第3話 【共犯関係】共犯が「深まる」条件――なぜある本では刺さり、ある本では刺さらないのか
では、これらの共犯関係はどのように深まるのか。いくつかの条件を考えてみる。
条件①「信頼」――書き手への信頼感
まず、書き手への信頼が必要。「この書き手は、私をがっかりさせない」という確信。それは、これまでの読書体験の積み重ねから生まれることもあれば、冒頭の数行で感じる「言葉の手触り」から生まれることもある。

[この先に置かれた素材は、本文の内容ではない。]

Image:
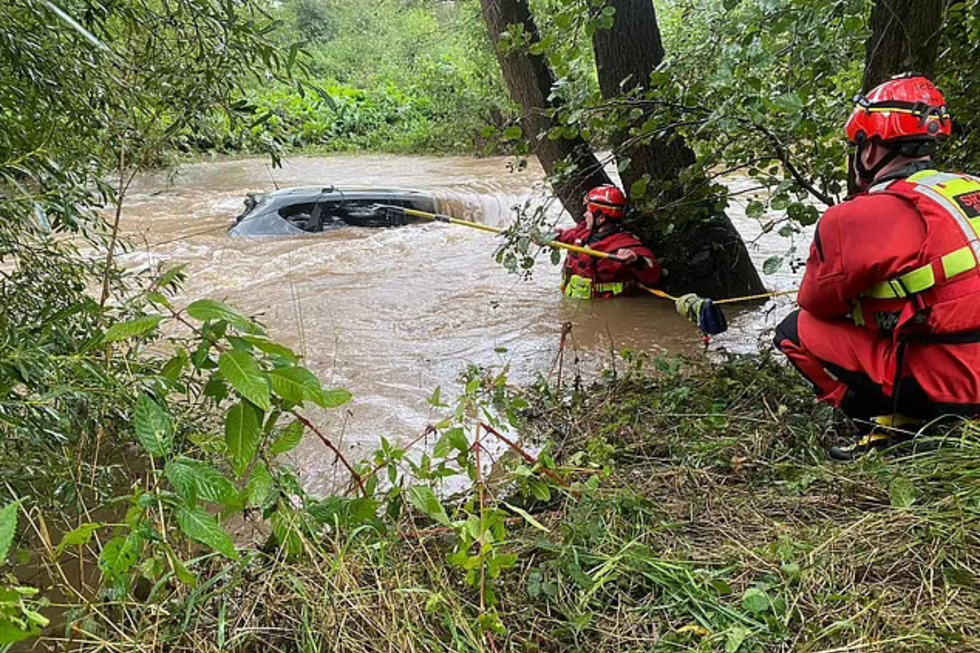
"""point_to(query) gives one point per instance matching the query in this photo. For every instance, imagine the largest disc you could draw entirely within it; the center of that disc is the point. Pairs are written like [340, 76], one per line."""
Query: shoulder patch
[969, 202]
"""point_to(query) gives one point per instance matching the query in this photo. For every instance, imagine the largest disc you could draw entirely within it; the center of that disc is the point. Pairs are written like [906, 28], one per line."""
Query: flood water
[391, 314]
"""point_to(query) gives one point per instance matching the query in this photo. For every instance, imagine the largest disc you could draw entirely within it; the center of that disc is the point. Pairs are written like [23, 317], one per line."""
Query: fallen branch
[524, 454]
[330, 445]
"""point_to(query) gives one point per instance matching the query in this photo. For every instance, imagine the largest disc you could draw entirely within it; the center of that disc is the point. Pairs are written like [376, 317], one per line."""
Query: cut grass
[718, 525]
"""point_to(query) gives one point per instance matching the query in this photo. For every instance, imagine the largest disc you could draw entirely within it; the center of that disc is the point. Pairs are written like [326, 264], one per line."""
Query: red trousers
[856, 370]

もしこの信頼がなければ、読み手は「余白」を「説明不足」と感じる。創造する共犯は成立せず、物語はただの「わかりにくいもの」になる。
条件②「覚悟」――読み手自身の姿勢
次に、読み手自身の覚悟が必要。「騙される」ことを受け入れる覚悟。「わからない」ことを受け入れる覚悟。答えを出さなくてもいいという覚悟。
この覚悟がなければ、読み手は「答えを早く教えてくれ」と焦る。対話する共犯は成立せず、物語はただの「もどかしいもの」になる。
条件③「タイミング」――自分の現在地
そして、最も見落とされがちなのが「タイミング」。同じ作品でも、読むタイミングによって共犯の深さは変わる。疲れているときは、観測する共犯で十分かもしれない。でも、心に余裕があるときは、対話する共犯や創造する共犯を求める。その「現在地」によって、読み手が求めている共犯のタイプは変わる。
だから、もしある作品で「共犯できなかった」と感じても、それは作品のせいではない。ただ、タイミングが合わなかっただけかもしれない。時間を置いて、もう一度開いてみる。そのとき、共犯が深まるかもしれない。